Die französische Revolution bot immer wieder eine Referenz für die Entwicklung
und Begründung eigener Ideen und muss zur Untermalung seiner Thesen herhalten.
In seinem Text De la Justice (1858) stellt Proudhon eine explizite
Verbindung von französischer Revolution und Sozialismus her (vgl. Proudhon, De
la Justice, S. 97), was vor dem Hintergrund der Gleichsetzung von
Anarchismus und Sozialismus von großem Interesse ist. Ein eigenständiges Werk
über jene Revolution ist er allerdings schuldig geblieben, stattdessen handelt
es sich lediglich um redundant auftauchende Referenzen in seinem Denken.
[Anarchistische
und libertäre Geschichtsschreibung]
Als
wichtigste Ressource der anarchistischen Geschichtsschreibung zur französischen
Revolution gilt das Werk von Pjotr Kropotkin. Er hatte bereits eine Reihe von
Artikeln zur Thematik publiziert, bevor sein fulminantes Werk über die große
französische Revolution erschien. In seiner Studie Die Große Französische
Revolution (1909) schreibt Kropotkin einleitend:
„An
uns, den Abkömmlingen derer, die die Zeitgenossen, die ‚Anarchisten‘ nannten,
ist es, diese Strömung, das Handeln des Volkes, zu erforschen und wenigstens
ihre wesentlichen Züge wiederherzustellen.“ (Kropotkin, Revolution, Band
I, S. 10).
An
späterer Stelle widmet er jenen ein eigenes Kapitel und versucht diese Strömung
näher zu definieren, was leider immer noch sehr oberflächlich bleibt. Nach ihm
sind es:
„Revolutionäre,
die in ganz Frankreich verstreut sind. Sie sind der Revolution mit Leib und
Seele ergeben, sie verstehen ihre Notwenigkeit, sie lieben sie und arbeiten für
sie.“ (Kropotkin, Revolution, Band II, S. 48).
Die
Ressource für seine Deutung ist lediglich der bereits zitierte Brissot.

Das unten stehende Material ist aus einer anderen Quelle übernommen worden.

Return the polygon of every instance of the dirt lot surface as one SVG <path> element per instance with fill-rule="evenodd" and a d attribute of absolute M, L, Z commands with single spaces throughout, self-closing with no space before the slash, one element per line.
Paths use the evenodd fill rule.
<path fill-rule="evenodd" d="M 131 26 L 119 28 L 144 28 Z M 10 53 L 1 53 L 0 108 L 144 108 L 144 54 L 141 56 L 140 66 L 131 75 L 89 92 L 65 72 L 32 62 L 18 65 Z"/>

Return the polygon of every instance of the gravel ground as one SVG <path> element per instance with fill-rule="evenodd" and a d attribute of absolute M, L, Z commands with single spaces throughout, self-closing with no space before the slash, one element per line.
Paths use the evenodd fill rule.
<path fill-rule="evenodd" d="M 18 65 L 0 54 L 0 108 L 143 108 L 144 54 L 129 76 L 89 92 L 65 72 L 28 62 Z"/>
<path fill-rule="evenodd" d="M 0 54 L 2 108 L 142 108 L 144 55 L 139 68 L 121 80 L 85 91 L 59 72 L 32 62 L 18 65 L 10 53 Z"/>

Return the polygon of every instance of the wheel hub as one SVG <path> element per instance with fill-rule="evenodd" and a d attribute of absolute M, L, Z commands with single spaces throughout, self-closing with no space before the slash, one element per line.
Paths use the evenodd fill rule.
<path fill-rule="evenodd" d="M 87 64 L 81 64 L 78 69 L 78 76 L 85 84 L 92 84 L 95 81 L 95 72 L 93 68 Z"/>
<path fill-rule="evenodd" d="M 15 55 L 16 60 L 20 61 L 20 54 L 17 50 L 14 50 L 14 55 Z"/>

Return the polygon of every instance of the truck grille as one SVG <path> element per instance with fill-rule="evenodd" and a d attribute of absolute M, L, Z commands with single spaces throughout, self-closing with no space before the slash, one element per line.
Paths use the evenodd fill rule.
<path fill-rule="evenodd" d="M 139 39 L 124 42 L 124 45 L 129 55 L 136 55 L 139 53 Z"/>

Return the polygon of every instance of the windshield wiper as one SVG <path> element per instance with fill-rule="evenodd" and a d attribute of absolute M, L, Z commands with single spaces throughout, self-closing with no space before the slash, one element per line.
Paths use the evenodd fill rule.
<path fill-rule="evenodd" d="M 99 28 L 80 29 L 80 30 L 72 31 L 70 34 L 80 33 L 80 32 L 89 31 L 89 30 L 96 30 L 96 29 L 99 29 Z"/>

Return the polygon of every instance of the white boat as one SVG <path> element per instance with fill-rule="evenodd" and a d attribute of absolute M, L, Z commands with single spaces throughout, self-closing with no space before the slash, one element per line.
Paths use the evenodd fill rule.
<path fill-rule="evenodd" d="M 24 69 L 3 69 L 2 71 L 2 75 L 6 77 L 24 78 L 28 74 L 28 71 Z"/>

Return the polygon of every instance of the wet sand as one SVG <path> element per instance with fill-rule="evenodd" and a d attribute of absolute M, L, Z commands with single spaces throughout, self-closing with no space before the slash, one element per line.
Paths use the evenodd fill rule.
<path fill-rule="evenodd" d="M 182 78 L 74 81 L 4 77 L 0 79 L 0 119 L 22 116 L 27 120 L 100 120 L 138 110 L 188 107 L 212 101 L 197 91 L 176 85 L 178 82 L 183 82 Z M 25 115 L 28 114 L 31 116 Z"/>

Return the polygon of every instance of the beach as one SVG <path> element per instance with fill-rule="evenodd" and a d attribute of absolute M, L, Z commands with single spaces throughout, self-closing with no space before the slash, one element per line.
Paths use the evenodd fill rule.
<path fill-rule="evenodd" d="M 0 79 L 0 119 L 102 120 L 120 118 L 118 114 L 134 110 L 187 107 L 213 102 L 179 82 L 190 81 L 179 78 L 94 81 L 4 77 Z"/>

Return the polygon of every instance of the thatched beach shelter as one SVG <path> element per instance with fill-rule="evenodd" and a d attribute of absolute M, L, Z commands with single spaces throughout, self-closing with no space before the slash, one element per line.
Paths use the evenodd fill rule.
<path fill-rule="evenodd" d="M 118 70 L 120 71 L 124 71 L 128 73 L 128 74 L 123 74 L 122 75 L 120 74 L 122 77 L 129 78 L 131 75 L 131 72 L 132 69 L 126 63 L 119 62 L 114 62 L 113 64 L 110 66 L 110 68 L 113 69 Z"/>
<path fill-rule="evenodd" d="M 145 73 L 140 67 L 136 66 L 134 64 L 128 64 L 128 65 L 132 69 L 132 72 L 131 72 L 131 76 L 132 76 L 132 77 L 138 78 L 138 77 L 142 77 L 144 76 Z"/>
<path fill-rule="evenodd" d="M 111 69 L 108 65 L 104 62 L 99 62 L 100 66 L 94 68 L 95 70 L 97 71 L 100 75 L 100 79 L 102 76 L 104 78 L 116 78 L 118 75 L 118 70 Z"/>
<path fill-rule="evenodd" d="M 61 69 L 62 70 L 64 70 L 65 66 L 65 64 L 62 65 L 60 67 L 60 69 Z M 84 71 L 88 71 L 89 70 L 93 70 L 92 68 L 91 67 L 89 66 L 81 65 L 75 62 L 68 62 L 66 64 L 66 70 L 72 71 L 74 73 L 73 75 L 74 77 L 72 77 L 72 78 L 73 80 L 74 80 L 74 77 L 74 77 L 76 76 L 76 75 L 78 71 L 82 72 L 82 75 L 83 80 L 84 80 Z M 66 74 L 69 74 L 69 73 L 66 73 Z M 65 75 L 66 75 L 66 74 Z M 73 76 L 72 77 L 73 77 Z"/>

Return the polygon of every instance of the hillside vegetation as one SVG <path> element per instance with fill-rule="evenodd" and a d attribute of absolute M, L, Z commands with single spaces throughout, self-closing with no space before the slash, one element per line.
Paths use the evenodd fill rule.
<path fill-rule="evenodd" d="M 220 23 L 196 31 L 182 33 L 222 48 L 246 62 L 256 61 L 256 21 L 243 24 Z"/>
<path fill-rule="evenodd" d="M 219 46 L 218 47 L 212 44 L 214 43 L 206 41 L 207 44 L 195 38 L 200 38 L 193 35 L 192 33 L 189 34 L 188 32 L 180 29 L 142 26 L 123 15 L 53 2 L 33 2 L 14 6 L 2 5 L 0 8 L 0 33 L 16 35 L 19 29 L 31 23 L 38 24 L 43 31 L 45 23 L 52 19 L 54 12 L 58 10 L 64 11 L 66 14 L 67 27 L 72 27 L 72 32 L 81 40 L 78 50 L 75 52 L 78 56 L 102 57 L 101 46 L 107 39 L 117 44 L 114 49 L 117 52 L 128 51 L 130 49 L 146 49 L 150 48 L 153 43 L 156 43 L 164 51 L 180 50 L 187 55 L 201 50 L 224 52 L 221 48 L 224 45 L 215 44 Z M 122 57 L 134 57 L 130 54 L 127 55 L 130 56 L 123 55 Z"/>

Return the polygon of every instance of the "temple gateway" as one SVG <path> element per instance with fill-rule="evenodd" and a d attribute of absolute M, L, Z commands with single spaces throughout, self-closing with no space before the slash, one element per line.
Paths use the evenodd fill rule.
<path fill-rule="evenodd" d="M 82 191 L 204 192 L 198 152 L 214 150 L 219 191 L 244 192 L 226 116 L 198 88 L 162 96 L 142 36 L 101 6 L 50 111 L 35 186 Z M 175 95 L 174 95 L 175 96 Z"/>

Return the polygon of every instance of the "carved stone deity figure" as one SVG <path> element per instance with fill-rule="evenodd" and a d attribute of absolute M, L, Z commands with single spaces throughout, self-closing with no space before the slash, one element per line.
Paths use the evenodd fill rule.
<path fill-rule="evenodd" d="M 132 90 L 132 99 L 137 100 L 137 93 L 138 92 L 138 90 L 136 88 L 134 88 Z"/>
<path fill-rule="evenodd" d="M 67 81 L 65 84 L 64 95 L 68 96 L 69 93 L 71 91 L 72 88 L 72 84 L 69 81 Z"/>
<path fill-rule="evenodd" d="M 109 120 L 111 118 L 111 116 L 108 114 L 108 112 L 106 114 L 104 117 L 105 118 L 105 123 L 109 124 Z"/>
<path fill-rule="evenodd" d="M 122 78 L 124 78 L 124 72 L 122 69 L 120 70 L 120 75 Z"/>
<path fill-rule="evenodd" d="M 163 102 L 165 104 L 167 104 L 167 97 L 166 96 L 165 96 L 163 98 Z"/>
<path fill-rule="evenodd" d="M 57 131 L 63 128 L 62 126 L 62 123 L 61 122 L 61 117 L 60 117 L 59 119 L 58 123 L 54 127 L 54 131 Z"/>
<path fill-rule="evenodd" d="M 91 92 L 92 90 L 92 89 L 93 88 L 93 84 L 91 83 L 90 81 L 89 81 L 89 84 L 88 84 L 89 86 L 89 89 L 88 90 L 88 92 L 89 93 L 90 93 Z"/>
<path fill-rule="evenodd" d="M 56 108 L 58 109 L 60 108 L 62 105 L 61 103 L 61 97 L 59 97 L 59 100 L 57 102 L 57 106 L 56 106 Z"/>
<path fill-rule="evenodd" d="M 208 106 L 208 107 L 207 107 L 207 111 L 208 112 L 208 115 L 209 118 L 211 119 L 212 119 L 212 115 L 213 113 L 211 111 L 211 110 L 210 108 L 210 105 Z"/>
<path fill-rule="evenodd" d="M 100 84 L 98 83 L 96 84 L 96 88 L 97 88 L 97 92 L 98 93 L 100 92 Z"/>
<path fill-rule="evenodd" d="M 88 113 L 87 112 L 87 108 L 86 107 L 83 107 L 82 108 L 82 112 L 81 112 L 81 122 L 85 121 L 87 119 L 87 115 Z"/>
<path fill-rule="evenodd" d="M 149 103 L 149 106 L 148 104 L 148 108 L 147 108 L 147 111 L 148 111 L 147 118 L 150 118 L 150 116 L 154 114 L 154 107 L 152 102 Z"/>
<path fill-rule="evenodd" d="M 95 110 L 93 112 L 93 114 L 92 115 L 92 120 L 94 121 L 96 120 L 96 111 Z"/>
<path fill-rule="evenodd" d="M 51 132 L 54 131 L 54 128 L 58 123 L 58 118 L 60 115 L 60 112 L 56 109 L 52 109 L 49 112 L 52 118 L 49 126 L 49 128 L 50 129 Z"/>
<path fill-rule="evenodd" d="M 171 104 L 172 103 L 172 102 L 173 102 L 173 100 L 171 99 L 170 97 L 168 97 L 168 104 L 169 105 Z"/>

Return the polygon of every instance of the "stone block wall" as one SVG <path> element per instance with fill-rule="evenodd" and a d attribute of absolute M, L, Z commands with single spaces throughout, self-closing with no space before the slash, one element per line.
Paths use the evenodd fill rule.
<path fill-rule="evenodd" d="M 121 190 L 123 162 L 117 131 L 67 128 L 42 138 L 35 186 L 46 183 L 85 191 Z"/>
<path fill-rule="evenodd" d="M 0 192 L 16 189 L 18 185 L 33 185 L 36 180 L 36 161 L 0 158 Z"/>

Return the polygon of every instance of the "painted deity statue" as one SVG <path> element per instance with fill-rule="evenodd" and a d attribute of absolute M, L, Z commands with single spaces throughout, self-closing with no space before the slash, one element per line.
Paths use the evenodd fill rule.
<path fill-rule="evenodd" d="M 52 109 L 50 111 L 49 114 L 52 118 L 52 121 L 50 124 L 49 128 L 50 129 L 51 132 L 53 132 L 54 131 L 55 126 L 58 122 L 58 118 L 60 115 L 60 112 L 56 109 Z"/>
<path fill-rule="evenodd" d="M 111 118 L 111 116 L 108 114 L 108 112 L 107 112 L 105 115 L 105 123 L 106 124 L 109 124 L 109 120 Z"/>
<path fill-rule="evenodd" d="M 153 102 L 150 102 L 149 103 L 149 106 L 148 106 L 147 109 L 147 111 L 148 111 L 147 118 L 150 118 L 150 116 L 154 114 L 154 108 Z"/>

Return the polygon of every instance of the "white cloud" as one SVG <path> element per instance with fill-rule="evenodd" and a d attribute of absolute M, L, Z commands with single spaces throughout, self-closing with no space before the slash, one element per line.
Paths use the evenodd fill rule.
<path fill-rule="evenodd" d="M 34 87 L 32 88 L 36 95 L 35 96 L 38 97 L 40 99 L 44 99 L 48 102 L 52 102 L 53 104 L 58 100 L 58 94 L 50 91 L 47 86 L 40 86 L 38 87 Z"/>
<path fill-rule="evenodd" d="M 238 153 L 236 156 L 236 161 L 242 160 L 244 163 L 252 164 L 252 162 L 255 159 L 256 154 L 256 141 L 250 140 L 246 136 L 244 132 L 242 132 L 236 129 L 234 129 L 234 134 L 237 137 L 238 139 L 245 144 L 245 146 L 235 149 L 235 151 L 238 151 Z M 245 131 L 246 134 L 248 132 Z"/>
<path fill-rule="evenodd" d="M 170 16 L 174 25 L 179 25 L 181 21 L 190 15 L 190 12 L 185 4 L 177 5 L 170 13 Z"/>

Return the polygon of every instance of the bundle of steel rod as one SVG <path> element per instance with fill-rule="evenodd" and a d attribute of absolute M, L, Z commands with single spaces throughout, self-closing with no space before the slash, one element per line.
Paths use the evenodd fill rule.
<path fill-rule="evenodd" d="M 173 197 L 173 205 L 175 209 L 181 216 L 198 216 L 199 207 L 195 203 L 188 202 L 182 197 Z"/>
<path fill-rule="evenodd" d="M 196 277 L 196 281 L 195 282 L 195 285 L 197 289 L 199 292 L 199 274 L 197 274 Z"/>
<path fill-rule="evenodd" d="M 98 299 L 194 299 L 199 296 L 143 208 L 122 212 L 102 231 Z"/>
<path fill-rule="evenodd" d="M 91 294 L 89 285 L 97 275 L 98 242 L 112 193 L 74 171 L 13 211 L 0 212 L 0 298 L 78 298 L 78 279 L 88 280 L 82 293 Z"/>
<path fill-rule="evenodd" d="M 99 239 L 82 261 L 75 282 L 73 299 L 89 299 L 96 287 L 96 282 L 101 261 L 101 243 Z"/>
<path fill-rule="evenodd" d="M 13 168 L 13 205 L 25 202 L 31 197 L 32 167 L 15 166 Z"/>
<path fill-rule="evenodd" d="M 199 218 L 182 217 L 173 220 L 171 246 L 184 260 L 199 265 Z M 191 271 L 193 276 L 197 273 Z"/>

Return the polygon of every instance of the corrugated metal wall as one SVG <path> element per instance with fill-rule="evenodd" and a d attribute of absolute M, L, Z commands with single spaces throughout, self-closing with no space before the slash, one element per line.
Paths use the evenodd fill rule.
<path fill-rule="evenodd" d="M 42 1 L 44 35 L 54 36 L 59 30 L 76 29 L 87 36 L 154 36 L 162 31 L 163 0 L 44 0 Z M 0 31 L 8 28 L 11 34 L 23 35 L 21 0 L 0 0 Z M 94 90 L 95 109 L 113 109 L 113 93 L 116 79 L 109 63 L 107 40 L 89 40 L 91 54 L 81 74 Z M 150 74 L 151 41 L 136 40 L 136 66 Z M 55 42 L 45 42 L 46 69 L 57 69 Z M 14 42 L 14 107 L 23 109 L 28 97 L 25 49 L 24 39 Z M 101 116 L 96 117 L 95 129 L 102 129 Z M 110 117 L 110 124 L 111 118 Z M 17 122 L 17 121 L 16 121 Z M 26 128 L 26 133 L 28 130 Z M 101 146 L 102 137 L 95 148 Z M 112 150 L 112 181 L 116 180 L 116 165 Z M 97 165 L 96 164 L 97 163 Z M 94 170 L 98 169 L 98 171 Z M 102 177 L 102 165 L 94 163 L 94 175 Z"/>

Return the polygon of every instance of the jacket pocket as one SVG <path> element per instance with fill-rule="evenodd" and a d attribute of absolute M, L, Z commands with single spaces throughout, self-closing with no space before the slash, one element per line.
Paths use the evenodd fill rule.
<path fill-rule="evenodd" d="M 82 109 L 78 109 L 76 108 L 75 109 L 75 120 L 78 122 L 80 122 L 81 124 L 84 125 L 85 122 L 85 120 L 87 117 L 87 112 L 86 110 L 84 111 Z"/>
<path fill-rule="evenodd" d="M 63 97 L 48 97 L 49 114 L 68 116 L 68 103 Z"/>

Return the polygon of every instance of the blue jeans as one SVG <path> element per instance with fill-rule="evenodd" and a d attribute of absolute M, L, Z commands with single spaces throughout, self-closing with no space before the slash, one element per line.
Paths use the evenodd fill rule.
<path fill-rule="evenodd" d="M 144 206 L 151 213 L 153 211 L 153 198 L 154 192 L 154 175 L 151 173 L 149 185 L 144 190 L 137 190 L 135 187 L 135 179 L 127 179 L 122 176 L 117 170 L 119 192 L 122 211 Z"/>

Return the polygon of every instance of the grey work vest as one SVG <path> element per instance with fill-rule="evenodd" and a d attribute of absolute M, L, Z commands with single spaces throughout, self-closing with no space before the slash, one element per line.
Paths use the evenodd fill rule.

Kropotkin sah weiterhin in den Handlungen und Taten der Revolutionäre, eine
Vorwegnahme der Ideen von William Godwin (ebd., S. 182), der als der
Protoanarchist gehandelt wird. Zu den Referenzen Kropotkins gehörte u.a. auch
Proudhons Les Confessions d’un révolutionnaire (1849). Eine Einordnung
von Kropotkins Werk im zeitgenössischen Diskurs nimmt C. Alexander McKinley in Illegtime
Children vor. Er erklärt darin auch jene positive Einstellung gegenüber der
französischen Revolution, die bei den Anarchisten jener Epoche auszumachen ist.
Kropotkins Versuch, eine Geschichte der französischen
Revolution zu schreiben war nicht unumstritten. Einzelne Weggefährten wie der
französische Anarchist Jean Grave waren skeptisch, ob dieses Projekt gelingen
könnte, da Kropotkin von Hause aus Geograph und nicht Historiker gewesen ist.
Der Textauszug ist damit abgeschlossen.